A general-purpose offline analysis pipeline for IL2CPP-compiled Unity application memory dumps.

Highlights

  • BSOD-based kernel-dump pathkerneldump_to_minidump.py walks Volatility 3 to extract a single process out of a Windows complete memory dump (MEMORY.DMP) into a self-contained MDMP minidump. Useful where user-mode dump APIs are blocked.
  • extract_precise_dump.py --auto-heap — scans every user-mode memory range in the MDMP for the Il2CppClass self-reference signature, recovering classes regardless of where IL2CPP allocated them.
  • extract_field_types_from_dump.py — walks each class's FieldInfo table, resolving the recursive Il2CppType chain (primitives, CLASS, VALUETYPE, SZARRAY, GENERICINST, PTR, BYREF, VAR, MVAR, ARRAY) into legible (name, type, offset) rows.
  • cross_version_class_map.py — bridges two dumps taken across a build update by hashing the first 128 bytes of every method body. Falls back to a (namespace, classname, field_count, method_name_signature) fingerprint for compiler-generated closures whose bodies are too short to hash reliably. Lets a previously-built vocabulary survive a Beebyte obf-string re-seed.
  • merge_field_types.py — VA-first matching (works on same-dump pairs) with full-name fallback (works across re-seeds).

Reference coverage

Achieved on one representative dump after migrating an earlier-baseline vocabulary forward via cross-version class mapping:

Item Count Coverage
Classes 104,797 obf 0% · semantic 89.96%
Methods 544,667 semantic 99.99%
Fields 235,947 renamed 87.57%
Field types 214,888 91.07% typed

Asset

  • il2cpp-toolkit-v1.0-source.zip — full source tree (3,040 files, 27 MB) including all Python tools, the deobfuscated dump, the merged vocabulary, the cross-version class map, and the C# source-tree-style output.

Scope and DMCA

This repository ships no third-party game executables, libraries, or assets.

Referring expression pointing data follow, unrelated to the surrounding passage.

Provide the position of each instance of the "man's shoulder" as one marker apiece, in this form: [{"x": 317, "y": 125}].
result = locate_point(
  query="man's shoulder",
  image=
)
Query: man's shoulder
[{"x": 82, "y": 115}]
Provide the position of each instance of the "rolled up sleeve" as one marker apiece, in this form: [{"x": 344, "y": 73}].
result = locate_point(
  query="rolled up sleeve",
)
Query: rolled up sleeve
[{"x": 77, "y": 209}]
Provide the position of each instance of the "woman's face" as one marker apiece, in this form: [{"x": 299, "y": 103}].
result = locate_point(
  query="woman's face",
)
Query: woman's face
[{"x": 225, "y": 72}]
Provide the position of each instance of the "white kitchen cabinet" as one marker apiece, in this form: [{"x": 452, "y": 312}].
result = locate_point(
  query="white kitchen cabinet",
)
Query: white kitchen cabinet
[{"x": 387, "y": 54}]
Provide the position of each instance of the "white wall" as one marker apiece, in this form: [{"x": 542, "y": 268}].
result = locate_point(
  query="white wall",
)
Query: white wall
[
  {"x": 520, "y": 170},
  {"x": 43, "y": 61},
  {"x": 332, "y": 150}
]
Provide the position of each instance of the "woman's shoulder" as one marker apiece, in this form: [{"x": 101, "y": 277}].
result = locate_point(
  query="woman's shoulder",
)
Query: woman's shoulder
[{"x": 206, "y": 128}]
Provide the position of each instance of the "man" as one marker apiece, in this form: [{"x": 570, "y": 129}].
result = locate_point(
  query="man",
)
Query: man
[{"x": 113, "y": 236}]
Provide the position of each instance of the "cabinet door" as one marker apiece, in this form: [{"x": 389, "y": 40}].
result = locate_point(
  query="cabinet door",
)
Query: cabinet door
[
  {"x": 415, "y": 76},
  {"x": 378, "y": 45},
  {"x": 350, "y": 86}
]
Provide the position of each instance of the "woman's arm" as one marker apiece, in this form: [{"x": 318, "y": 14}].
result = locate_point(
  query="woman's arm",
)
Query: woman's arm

Generated artifacts contain class/method/field names and layout offsets observed in memory by the repository owner running their own legitimately-acquired copy on their own hardware.

For takedown requests see NOTICE.md. 7-day response window.

Requirements

```
pip install volatility3 frida psutil
```

Tested on Windows 11 (build 26200), Python 3.12, Volatility 3 2.27, Frida 17.7.